1. Make up an array of the numbers 1 to 5. Put into a variable x.

In [9]:
# your answer: 
import numpy as np
x = np.array([x+1 for x in range(5)])
y = np.array([x+1 for x in range(5)]) + np.array([x+1 for x in range(5)])
y = np.array(list(y)+list(y))
y = np.concatenate((x,y))
y

array([ 1,  2,  3,  4,  5,  2,  4,  6,  8, 10,  2,  4,  6,  8, 10])

In [None]:
_ = ok.grade('q01')  # test that your answer is correct 

2. Write code that sets `y` to the vector created by adding 5 to each element of `x`. 

In [None]:
# Your answer: 
y = ...
y

In [None]:
_ = ok.grade('q02')  # test that your answer is correct 

# Is the 'for' loop obsolete? 

Sort of. Let's just say that there are very efficient ways to do things in `numpy` without `for` loops. I'm sure that you could tell me whether 7 is a member of y via a `for` loop. But you can also do that with `arrays` much more simply: 

3. (Advanced) Consider that `y` *is an iterable* and write an expression that is True if 7 is in `y`, and False if not. Put that value into `z`.

In [12]:
# your answer: 
if (y == 7).any(): 
    z = True 
else: 
    z = False 
z

False

In [14]:
z = (y == 7).any()
z

False

# Whoa there! 
The advanced problem shows that there are things about an `array` that are inherited from its status as something else. E.g., the following also works:

In [16]:
type(y)

numpy.ndarray

In [17]:
for i in y: 
    print(i)

1
2
3
4
5
2
4
6
8
10
2
4
6
8
10


# The treasure hunt
Most every common thing that you might want to do to an `array` with a `for` loop is easier to do with some `numpy.ndarray` function and/or some combination of those functions and native Python. A very large user community has gone to great expense to make using an `array` as simple as possible! 

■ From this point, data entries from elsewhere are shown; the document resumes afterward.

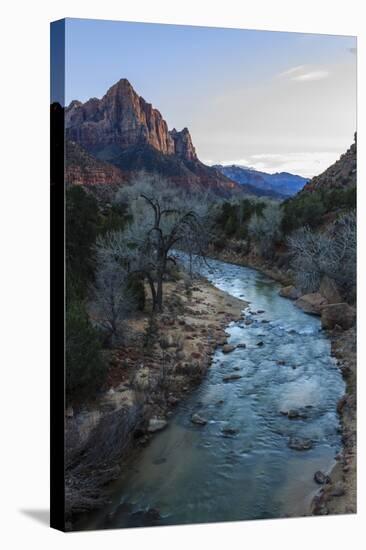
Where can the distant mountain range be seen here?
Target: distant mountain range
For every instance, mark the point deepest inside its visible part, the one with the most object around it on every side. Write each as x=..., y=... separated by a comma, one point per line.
x=280, y=185
x=125, y=131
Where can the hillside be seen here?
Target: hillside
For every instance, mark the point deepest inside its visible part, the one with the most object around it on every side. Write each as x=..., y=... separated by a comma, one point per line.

What this means -- in practical terms -- is that it is often simpler to look around for a solution in the *numpy user manual* than to code it yourself. Thus, programming with `numpy` requires both knowledge of native Python and "treasure hunting" in the `numpy` documentation! 

Let's have some fun with a few treasure hunts through https://docs.scipy.org/doc/numpy/reference/arrays.ndarray.html 

4. Complete the function below so that it always returns the sum of the one-dimensional array `x` passed to it. Beware: I will test it on multiple arrays `x`!

In [20]:
def mysum(x): 
    # your answer: 
    return np.sum(x)

In [21]:
# run this to check your code
mysum(np.array([1,2,3,4,5]))

15

In [None]:
_ = ok.grade('q04')  # test that your answer is correct

5. In the function below, return a normalized set of data whose mean is 0.0, by subtracting the current mean from x. 

In [None]:
def renorm(x): 
    # your answer: 
    return ...

In [None]:
# run this to check your code
x = np.array([5, 6, 7, 8, 9])
renorm(x)

In [None]:
_ = ok.grade('q05')  # test that your answer is correct

6. (Advanced) What happens if you try to do the same things you did to arrays to lists? 

___Your answer:___

# When you are done with this notebook, 
* Save and checkpoint. 
* Ensure that the name of this file is precisely `03-01-data-abstraction.ipynb`. That workbook will be submitted by the following code whether or not you are currently editing that workbook.
* Change `ready` to `True` in the cell below. 
* Run the cell below to submit your work for grading. 

In [None]:
ready = False  # change to True when ready to submit
print("submitting file {} for assignment {} as {}".format(ok.assignment.src[0], 
                                                          ok.assignment.name, 
                                                          ok.assignment.get_student_email()))
if not ready: 
    raise Exception("change ready to True when ready to submit")
_ = ok.submit()